Mokhtar was away a long time, nearly five hours, and when he came back he had the gutted carcass of a gazelle slung across his shoulders. Byrne helped him butcher it, talking the while.

Presently he came over to me and squinted into the sun. 'Getting late,' he said. 'I reckon we'll stay here the night. Billson is either between here and Assekrem or he ain't. If he is, we'll find him tomorrow. If he ain't, a few hours won't make no difference.'

'All right.'

'And we've got fresh meat. Mokhtar tells me he stalked that gazelle for twenty kilometres and downed it in one shot.'

'You mean he walked twenty kilometres!'

'More. He had to come back. But he circled a bit, so say under thirty. That's nothing for a Targui. Anyway, Mokhtar's one of the old school; he learned to shoot with a muzzle-loader. With one of those you have to kill with one shot because the gazelle spooks and gets clear away before you can reload. But he likes a breech-action repeater better.'

And so we stayed u nder the shadow of Ilamen that night. I lay in the open, wrapped in a djellaba provided by Byrne, and looked up at those fantastic stars. A sickle moon arose but did little to dim the splendour of those faraway lights.
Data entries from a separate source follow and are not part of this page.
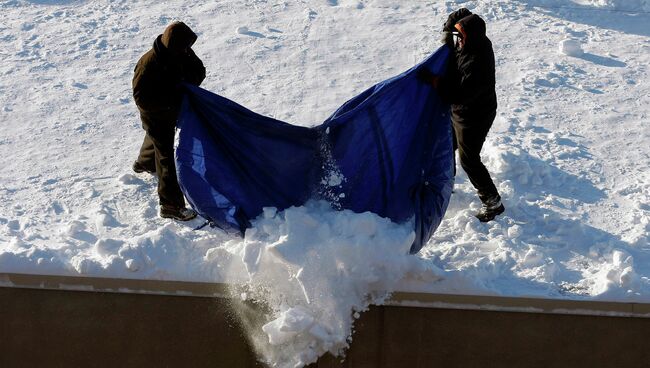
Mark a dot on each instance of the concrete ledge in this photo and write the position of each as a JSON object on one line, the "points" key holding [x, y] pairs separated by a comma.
{"points": [[43, 323], [401, 299]]}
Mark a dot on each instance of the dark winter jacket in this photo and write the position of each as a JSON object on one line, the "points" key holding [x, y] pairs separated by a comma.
{"points": [[160, 71], [469, 85]]}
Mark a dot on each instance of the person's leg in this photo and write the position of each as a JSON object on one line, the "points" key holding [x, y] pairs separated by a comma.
{"points": [[470, 141], [147, 157], [169, 192]]}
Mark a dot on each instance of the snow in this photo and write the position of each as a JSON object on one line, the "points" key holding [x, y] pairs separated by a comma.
{"points": [[568, 152]]}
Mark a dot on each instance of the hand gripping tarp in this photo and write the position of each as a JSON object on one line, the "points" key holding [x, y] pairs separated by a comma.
{"points": [[388, 151]]}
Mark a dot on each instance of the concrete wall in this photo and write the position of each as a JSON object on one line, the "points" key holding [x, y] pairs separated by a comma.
{"points": [[40, 327]]}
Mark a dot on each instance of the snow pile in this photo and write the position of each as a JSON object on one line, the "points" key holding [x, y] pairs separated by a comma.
{"points": [[571, 47], [314, 269], [623, 5]]}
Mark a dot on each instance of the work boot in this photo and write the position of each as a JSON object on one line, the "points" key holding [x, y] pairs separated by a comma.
{"points": [[180, 214], [140, 168], [490, 209]]}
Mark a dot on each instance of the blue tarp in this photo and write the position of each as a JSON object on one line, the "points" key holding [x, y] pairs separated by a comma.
{"points": [[388, 151]]}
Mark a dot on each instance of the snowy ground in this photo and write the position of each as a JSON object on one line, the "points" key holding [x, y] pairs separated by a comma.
{"points": [[568, 150]]}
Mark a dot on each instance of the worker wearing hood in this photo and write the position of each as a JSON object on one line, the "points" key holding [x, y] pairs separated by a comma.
{"points": [[157, 92], [469, 86]]}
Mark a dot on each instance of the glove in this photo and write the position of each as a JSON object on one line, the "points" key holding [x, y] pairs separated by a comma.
{"points": [[427, 77]]}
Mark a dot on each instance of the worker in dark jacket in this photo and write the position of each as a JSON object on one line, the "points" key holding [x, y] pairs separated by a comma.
{"points": [[158, 94], [469, 86]]}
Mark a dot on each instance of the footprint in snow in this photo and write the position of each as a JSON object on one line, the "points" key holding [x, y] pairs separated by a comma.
{"points": [[246, 32]]}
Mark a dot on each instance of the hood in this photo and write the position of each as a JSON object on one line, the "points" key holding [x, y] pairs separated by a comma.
{"points": [[472, 27], [454, 17], [177, 37]]}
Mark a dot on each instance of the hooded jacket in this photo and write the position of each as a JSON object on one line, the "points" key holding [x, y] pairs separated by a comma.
{"points": [[159, 73], [470, 85]]}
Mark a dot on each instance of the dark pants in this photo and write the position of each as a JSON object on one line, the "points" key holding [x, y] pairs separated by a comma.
{"points": [[157, 152], [469, 142]]}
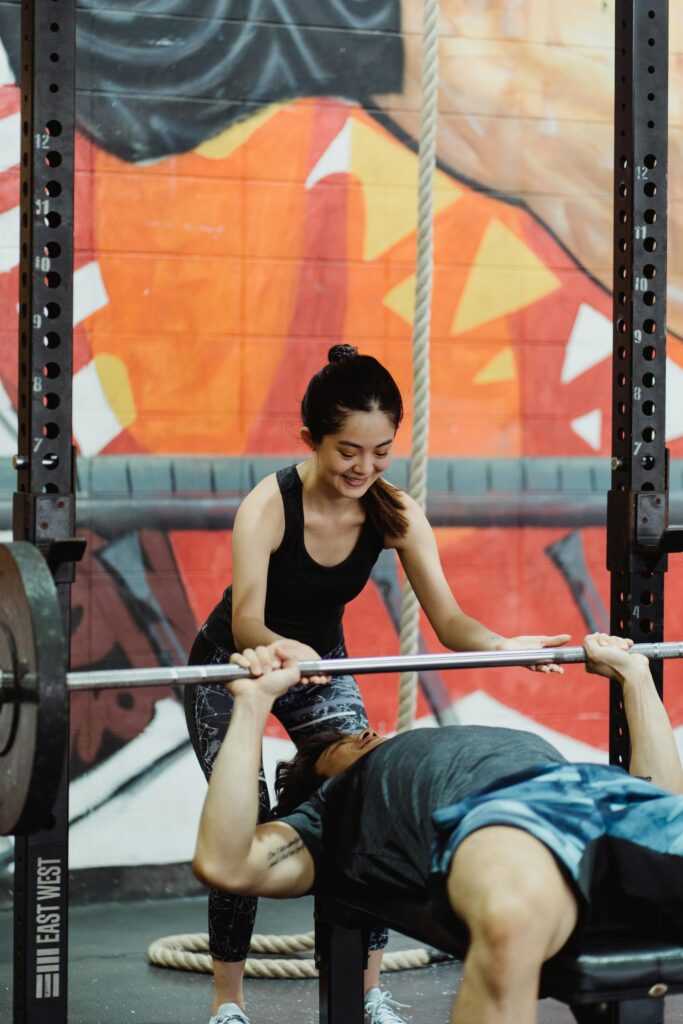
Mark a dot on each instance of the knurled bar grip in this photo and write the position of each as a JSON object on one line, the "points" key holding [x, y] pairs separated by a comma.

I thought of Byrne. Hesther Raulier had compared him with Billson, calling him, 'another crazy man'. But the madness of Byrne was quite different from the neurotic obsession of Billson; his was the madness that had struck many white men – not many Americans, mostly Europeans – Doughty, Burton, Lawrence, Thesiger – the lure of the desert. There was a peacefulness and a sanity about Byrne's manner which was very comforting.